Non-thermal plasma enabled catalytic dry reforming of methane over a ceria nanorod supported NiO catalyst: the role of Ru as a coke resistant active site

Abstract

This study reports that a 14 wt% Ni–1 wt% Ru bimetallic catalyst supported on ceria (CeO₂) nanorods (NRs) synthesized via wet impregnation can offer superior conversion and stability against coking during non-thermal plasma (NTP)-assisted dry reforming of methane (DRM) compared to monometallic Ni or Ru catalysts.
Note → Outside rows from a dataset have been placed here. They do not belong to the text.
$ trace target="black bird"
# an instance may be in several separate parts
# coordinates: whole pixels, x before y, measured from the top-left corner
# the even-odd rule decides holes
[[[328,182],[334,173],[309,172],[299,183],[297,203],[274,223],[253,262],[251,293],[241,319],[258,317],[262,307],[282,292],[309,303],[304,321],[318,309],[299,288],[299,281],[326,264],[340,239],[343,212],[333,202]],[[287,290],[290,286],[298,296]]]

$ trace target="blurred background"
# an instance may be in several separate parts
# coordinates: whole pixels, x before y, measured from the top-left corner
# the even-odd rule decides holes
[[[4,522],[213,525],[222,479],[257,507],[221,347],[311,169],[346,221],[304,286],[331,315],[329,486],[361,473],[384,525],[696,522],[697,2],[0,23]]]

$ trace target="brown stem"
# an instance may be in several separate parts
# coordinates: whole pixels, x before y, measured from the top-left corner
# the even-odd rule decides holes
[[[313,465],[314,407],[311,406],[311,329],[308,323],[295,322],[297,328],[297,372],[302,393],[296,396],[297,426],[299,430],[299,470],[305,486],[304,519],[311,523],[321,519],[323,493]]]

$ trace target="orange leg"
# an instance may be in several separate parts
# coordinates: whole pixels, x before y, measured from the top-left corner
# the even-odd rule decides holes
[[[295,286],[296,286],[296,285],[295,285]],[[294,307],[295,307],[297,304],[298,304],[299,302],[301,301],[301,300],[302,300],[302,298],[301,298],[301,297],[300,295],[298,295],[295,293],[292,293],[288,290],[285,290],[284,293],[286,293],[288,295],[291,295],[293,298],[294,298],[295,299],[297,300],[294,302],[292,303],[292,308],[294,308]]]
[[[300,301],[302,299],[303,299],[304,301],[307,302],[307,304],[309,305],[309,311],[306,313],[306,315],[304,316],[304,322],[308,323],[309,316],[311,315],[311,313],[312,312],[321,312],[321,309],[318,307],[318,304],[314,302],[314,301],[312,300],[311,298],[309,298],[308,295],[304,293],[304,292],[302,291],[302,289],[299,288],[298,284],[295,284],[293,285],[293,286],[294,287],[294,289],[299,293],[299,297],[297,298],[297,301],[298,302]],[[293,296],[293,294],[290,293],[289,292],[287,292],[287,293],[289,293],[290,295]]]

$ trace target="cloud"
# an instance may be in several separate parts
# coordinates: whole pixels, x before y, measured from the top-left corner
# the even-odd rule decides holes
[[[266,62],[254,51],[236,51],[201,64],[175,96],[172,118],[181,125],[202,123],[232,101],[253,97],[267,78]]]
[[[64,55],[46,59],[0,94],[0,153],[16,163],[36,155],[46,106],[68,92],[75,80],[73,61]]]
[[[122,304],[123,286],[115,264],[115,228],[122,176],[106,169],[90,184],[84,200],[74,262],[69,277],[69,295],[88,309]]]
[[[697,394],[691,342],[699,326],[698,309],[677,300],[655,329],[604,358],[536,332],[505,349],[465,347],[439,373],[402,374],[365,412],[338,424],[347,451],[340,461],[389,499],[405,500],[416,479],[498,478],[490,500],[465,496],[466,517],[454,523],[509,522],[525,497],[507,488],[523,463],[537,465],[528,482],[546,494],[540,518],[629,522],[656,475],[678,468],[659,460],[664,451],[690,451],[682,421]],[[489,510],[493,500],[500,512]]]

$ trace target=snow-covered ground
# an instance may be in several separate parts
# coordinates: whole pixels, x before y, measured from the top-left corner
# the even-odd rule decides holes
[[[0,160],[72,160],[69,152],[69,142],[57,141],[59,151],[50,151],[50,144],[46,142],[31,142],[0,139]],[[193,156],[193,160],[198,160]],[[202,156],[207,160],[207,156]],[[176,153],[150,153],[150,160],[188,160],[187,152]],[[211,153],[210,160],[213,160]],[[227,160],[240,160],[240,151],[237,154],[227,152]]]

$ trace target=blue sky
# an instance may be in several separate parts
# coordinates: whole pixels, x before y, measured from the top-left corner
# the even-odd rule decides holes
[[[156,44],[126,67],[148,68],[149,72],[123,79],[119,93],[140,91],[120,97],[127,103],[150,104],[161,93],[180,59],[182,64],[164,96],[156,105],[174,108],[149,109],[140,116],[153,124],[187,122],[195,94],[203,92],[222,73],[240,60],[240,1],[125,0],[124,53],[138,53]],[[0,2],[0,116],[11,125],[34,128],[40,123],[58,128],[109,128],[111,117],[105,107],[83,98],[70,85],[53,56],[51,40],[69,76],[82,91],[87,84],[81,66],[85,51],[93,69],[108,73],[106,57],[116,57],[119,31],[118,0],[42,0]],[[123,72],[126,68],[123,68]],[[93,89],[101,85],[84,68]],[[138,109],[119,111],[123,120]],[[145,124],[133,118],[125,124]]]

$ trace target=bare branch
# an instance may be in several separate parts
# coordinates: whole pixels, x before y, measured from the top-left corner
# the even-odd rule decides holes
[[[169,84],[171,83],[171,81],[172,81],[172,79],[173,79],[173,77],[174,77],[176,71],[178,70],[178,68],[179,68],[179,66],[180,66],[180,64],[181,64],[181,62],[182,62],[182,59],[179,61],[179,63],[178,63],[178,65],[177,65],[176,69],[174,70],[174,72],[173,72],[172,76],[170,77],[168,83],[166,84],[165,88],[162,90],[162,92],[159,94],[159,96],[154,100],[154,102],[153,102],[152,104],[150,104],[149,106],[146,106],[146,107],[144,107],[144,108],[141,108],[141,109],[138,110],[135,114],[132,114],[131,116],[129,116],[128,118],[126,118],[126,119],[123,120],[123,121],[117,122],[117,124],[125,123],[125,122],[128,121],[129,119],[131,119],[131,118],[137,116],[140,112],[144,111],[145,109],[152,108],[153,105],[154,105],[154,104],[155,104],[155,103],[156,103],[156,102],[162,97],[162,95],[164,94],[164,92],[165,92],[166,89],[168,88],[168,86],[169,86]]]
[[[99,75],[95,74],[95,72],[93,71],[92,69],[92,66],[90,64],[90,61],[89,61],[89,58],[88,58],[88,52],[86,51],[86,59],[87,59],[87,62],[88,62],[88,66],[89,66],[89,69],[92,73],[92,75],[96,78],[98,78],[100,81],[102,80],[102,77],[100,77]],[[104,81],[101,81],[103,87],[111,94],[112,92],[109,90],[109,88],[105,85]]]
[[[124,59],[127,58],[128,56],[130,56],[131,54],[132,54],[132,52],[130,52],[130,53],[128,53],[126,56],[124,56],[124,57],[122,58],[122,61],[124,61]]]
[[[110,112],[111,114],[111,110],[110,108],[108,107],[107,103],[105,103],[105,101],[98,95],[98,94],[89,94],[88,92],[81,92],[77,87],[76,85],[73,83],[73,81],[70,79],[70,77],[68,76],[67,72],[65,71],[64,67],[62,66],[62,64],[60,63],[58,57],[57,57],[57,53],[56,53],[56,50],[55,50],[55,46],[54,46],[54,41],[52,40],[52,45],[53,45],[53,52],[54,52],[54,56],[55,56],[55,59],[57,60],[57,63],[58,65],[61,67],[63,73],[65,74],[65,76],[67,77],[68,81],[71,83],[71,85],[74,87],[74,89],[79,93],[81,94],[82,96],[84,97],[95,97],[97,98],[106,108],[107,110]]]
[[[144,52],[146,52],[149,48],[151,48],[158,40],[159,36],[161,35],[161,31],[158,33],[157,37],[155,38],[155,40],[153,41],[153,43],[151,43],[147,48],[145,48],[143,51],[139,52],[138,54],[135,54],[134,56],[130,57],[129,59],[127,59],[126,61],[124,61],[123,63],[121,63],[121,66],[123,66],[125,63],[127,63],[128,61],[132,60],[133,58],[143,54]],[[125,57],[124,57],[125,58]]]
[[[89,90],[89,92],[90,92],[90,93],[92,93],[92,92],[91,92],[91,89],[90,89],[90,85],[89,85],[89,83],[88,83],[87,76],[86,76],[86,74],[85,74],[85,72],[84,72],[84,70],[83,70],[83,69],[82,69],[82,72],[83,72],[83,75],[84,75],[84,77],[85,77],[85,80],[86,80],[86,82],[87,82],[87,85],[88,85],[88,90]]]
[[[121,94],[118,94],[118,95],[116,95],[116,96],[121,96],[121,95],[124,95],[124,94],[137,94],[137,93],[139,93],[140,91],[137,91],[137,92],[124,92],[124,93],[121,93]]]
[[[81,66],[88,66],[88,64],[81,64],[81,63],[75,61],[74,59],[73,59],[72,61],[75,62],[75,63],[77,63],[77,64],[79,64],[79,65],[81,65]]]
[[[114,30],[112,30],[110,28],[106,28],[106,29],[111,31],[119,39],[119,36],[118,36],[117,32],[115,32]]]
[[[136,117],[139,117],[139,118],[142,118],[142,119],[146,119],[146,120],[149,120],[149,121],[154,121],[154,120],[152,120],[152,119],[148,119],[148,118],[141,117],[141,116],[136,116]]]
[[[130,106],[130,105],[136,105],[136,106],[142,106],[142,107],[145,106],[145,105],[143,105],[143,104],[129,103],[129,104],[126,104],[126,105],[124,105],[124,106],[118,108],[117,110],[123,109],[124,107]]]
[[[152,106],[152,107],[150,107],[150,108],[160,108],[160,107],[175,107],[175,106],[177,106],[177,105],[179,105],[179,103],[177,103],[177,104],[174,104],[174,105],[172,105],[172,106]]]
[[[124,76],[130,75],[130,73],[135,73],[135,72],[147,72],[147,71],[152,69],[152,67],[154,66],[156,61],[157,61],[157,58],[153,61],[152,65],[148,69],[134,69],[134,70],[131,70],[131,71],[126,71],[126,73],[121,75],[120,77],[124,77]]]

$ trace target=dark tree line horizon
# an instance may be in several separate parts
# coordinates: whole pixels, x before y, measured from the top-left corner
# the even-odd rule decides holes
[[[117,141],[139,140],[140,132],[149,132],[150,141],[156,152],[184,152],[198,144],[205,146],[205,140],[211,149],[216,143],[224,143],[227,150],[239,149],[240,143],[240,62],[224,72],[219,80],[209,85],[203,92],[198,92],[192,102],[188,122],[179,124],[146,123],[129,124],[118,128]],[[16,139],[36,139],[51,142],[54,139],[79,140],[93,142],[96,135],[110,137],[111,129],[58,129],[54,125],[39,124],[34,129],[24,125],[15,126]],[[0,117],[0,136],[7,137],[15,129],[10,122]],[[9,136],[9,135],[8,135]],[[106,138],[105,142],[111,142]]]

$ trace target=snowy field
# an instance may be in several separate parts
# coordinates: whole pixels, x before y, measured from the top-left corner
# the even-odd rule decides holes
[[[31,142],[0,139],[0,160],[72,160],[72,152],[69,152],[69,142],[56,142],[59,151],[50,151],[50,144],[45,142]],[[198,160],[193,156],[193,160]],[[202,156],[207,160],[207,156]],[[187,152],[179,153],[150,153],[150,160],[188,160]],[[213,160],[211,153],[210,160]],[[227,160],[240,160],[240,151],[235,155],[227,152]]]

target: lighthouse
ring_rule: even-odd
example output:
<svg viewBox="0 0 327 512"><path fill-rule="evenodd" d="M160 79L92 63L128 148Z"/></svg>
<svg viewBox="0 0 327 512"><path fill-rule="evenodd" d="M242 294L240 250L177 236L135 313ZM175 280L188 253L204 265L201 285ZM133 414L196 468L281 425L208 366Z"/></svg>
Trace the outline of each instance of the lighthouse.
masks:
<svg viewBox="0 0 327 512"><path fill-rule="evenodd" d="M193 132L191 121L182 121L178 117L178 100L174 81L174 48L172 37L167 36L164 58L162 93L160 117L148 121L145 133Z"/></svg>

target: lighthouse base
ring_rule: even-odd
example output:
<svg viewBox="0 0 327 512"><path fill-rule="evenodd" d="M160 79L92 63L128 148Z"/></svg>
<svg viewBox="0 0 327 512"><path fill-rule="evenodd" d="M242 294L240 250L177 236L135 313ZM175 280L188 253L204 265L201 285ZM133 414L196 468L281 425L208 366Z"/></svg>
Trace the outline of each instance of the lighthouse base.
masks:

This study revealed that when Ru was introduced as a promoter into the CeO₂ NR supported Ni catalyst, the DRM conversion percentage increased significantly under NTP (CH₄: 92% and CO₂: 70%) at 450 °C. Unlike thermal catalysis, plasma catalysis resulted in high yield (46% CO and 40% H₂) and selectivity (62% CO and 42% H₂) at 450 °C. Additionally, the durability (60 minutes) of the catalyst was tested at 350 °C. The bimetallic synergy and formation of CeO₂ NR supported Ni–O–Ru solid solution are believed to be the main causes of the significantly improved CH₄ and CO₂ conversions. The high coking resistance of the CeO₂-NR supported Ni–Ru bimetallic catalyst is attributed to three major factors: (1) the role of Ru in weakening the bond between Ni sites and carbon; (2) the higher dispersion of Ni over the CeO₂ NR surface; and (3) the accessibility of surface and lattice oxygen over the CeO₂ NR support, which promotes excellent redox properties and carbon oxidation. The proposed non-equilibrium and bimetallic synergy approach paves the way for cost-efficient and durable DRM catalysts for scalable syngas production from two potent greenhouse gases, which could potentially apply to future energy-efficient industrial processes such as the production of syngas and other value-added chemicals.